For performance reasons, we run our evaluation process in a separate background thread with the help of web workers. This ensures that evaluation cycles running longer than 16ms do not hang up the main thread giving the app bandwidth to always respond to user events.

Inside the thread, the event listener gets a wake-up call and gets to work.

  • Get differences: First it will calculate differences in the DataTree from the last time. This will ensure we only process changes and not the whole tree. In our example, we would see the usersTable.tableData has changed and usersTable.dynamicBindingPathList has a new entry. It takes each difference, filters any un-important changes, and processes the rest.
  • Get evaluation order with dependency map: It also maintains a DependencyMap between various entity properties. The evaluator will notice if any bindings have changed and recreate the sort order accordingly.For our example, we will infer that usersTable.tableData now depends on usersQuery.data. This means that the query response should always be evaluated before we can evaluate the table data and that whenever we see a change in the query response, we need to re-evaluate the table data as well
// DependencyMap
  {
      ...
      "usersTable.tableData": ["usersQuery.data"]
  }
  // Evaluation order
  [
      "usersQuery.data",
      "usersTable.tableData"
  ]
  • Evaluate: After creating an optimized evaluation order, we will evaluate the update the tree, in that said order. Evaluation happens via a closed eval function with the whole DataTree acting as its global scope. This is why we can directly reference any object in our DataTree in our code.
// Evaluator

  const code = `
    usersQuery.data.map(row => ({
      name: row.name,
      email: row.email
    }))
  `;
	const scriptToEvaluate = `
    function closedFunction () {
      const result = ${code};
      return result
    }
    closedFunction()
  `;
	const result = eval(scriptToEvaluate);
  • Validate and parse: We always want to make sure the values returned after evaluation to be in the right data type that the widget expects. The ensures the widget always gets predictable data even if your code has returned some errors. This is also needed for any function down the line in the evaluation order, if it refers to this field, will always get a reasonable data type to work with.

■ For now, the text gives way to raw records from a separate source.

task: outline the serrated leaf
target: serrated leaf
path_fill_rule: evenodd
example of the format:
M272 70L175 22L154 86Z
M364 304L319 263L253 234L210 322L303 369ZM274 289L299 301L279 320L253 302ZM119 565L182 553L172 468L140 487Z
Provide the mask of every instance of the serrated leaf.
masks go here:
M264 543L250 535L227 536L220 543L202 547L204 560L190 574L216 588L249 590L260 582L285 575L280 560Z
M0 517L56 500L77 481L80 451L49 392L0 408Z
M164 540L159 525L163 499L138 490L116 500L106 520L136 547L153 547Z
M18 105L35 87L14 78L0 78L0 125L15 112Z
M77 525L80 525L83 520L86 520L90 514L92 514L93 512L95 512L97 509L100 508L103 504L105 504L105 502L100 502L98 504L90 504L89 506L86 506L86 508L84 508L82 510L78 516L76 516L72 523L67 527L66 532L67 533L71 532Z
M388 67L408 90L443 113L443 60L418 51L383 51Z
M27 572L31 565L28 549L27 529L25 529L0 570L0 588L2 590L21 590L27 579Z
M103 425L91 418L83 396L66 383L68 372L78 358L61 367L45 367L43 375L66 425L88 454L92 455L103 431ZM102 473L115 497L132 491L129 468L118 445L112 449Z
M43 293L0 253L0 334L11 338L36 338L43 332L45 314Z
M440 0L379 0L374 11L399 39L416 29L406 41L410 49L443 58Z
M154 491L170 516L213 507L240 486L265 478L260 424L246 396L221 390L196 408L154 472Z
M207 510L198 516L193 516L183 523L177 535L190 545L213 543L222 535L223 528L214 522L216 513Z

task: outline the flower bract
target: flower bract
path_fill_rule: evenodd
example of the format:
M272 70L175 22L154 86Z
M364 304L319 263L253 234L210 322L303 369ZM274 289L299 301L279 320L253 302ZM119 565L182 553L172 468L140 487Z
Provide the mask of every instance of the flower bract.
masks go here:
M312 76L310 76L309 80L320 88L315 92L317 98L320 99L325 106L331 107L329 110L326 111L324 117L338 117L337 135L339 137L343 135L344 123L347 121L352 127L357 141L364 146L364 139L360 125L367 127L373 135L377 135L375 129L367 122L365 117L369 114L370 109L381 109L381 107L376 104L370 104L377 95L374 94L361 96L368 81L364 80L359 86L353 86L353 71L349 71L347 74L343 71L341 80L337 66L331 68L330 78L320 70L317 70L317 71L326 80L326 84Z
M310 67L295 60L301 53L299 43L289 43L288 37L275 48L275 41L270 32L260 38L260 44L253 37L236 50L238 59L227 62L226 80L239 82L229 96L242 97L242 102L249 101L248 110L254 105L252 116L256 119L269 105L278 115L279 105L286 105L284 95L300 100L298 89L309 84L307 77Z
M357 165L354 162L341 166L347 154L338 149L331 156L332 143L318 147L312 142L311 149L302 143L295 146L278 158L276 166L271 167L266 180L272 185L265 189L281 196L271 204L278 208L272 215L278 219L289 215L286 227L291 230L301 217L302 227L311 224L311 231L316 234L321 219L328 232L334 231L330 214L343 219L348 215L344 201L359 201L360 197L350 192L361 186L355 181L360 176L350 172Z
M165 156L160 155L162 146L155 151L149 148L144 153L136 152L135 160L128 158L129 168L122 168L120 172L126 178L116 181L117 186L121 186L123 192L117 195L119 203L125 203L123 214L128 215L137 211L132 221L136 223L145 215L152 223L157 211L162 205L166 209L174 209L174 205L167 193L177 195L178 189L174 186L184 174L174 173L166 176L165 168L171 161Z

And that completes it. At the end of this, we will have a fully evaluated DataTree that we can then send back to the main thread and start listening for any new event to do this whole process again.

// Evaluated DataTree
{
    "usersQuery": {
        "data": [...] 
    }
    "usersTable": {
        "tableData": [...]
    }
}

Our main thread gets an event saying the evaluation is complete, with the new evaluated DataTree which it stores in the app redux state. From here, the widgets pick up their data and render it.

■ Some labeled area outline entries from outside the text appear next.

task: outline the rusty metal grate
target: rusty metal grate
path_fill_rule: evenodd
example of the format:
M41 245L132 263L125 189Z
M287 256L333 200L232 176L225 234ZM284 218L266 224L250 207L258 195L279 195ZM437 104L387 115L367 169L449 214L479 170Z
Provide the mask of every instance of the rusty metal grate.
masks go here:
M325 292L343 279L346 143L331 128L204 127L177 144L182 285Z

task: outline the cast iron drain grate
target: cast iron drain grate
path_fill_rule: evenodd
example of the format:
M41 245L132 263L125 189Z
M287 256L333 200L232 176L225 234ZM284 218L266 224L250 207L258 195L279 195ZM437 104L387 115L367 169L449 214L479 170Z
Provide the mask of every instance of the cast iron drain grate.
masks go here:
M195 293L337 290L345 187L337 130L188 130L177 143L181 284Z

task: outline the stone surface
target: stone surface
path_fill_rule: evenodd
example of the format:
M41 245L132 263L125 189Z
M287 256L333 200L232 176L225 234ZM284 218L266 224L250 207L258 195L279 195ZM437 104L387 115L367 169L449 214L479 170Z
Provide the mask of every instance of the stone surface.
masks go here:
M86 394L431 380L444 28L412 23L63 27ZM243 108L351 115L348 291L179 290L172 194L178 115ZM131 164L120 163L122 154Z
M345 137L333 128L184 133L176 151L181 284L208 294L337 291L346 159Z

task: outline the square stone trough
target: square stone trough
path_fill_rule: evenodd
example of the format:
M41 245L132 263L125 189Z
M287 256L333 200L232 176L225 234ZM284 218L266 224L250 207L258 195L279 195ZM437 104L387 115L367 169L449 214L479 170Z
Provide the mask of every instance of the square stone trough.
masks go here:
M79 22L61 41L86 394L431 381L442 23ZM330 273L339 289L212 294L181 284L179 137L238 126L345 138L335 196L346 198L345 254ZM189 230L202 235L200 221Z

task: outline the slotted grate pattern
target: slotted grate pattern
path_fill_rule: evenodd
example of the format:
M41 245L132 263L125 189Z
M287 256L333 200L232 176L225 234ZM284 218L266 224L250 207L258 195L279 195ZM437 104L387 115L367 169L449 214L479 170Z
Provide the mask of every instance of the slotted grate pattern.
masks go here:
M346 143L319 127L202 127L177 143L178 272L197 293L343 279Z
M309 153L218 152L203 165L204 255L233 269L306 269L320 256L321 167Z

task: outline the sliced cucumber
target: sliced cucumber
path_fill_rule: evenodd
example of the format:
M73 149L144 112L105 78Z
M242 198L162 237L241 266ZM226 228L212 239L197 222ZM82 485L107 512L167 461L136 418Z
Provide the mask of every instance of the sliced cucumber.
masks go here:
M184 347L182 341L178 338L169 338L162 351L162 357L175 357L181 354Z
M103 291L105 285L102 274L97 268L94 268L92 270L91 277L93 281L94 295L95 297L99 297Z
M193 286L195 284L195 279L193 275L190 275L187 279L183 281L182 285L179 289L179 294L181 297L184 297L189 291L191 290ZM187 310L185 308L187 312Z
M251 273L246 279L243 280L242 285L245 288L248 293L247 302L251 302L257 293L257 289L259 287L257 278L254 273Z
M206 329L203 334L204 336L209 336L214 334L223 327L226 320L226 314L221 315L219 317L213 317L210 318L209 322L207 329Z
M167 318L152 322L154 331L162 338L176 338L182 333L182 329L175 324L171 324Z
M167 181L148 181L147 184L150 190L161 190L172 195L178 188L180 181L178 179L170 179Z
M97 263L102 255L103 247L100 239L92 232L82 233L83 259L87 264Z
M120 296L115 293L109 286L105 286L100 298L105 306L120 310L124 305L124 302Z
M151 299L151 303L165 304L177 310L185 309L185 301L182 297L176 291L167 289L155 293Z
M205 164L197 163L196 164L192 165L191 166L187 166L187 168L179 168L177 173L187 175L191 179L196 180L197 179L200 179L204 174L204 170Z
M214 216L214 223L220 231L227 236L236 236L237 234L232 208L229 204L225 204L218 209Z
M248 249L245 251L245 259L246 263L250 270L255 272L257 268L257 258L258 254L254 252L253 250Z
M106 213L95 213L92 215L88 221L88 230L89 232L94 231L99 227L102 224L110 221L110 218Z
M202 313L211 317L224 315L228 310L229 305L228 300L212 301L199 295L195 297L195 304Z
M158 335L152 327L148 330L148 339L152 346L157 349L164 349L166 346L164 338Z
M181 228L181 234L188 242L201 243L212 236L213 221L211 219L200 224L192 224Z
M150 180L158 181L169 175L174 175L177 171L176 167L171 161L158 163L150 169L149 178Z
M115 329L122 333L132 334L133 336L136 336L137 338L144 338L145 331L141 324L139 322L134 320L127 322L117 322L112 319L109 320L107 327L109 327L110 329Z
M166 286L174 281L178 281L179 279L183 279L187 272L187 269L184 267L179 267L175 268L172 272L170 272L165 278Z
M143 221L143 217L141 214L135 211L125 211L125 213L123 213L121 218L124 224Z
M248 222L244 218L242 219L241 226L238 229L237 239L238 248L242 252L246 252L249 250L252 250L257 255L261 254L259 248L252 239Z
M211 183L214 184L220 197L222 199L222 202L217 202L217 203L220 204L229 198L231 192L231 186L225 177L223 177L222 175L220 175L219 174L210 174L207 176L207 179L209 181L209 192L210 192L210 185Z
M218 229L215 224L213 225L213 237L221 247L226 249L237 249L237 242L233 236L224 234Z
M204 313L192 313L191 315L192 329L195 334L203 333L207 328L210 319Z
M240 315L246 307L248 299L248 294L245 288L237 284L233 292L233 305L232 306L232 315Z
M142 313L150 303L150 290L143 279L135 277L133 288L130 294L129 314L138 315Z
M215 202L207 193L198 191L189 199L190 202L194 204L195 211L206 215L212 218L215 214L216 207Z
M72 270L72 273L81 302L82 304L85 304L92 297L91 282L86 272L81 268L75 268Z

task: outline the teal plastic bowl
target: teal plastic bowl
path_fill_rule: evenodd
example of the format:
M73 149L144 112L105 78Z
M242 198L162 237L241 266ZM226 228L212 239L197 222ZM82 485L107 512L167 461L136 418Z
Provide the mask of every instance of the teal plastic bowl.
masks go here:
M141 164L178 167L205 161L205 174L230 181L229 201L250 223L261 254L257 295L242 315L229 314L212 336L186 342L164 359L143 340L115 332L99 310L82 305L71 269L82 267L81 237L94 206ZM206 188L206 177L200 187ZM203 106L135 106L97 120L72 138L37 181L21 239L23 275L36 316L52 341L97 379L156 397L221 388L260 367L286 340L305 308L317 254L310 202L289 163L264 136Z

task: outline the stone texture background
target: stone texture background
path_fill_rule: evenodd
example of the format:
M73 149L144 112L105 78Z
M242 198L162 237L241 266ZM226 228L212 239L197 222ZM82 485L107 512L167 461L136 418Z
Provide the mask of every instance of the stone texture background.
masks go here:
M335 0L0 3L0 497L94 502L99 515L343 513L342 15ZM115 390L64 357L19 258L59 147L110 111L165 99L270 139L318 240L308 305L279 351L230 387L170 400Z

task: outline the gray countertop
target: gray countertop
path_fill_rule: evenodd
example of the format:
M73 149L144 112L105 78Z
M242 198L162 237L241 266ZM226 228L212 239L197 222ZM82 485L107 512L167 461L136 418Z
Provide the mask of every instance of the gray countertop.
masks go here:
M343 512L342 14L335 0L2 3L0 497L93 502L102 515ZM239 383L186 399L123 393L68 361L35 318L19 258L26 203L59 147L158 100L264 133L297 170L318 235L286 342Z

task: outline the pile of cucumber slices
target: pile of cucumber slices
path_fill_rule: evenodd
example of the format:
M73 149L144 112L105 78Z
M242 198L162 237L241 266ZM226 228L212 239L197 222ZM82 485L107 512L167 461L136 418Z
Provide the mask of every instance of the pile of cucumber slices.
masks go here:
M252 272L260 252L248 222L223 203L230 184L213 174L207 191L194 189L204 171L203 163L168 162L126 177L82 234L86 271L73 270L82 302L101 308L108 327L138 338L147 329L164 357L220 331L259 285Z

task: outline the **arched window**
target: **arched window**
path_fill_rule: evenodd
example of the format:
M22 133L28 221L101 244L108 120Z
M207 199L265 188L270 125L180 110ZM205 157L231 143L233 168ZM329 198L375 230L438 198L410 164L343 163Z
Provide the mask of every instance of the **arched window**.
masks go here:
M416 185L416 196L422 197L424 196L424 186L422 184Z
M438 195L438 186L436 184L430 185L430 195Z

Screenshot_2020-12-05_at_2.46.22_PM.png

Summarizing our philosophy

  • Pull vs Push: While building a low code app builder for varied developers, we thought hard about how the written code works with the rest of the platform. We wanted configuration to be easy to start yet powerful when it needed to be. For this reason, we went with a Pull based architecture rather than Push. What this means is that in most places, you won't have to think about how the data will get to a field. You write code that pulls everything from the global DataTree and sets it to the field where you write it. This way the moment the underlying data changes, it get propagated to all the fields dependant on it and you as a developer do not have to orchestrate ui changes.
  • One-way data flow: Since we are built on top React.js and Redux, we strongly embrace the one-way data flow model. What this means is that you cannot set a table's data directly to that field from some other part of the app. If you do need to update the table, you will have to trigger the query to run, which will then cause the table to re-render with the new data. This helps the code you write easy to reason about and bugs easy to find. It also encapsulates each widget's and action's logic in itself for good separation of concern.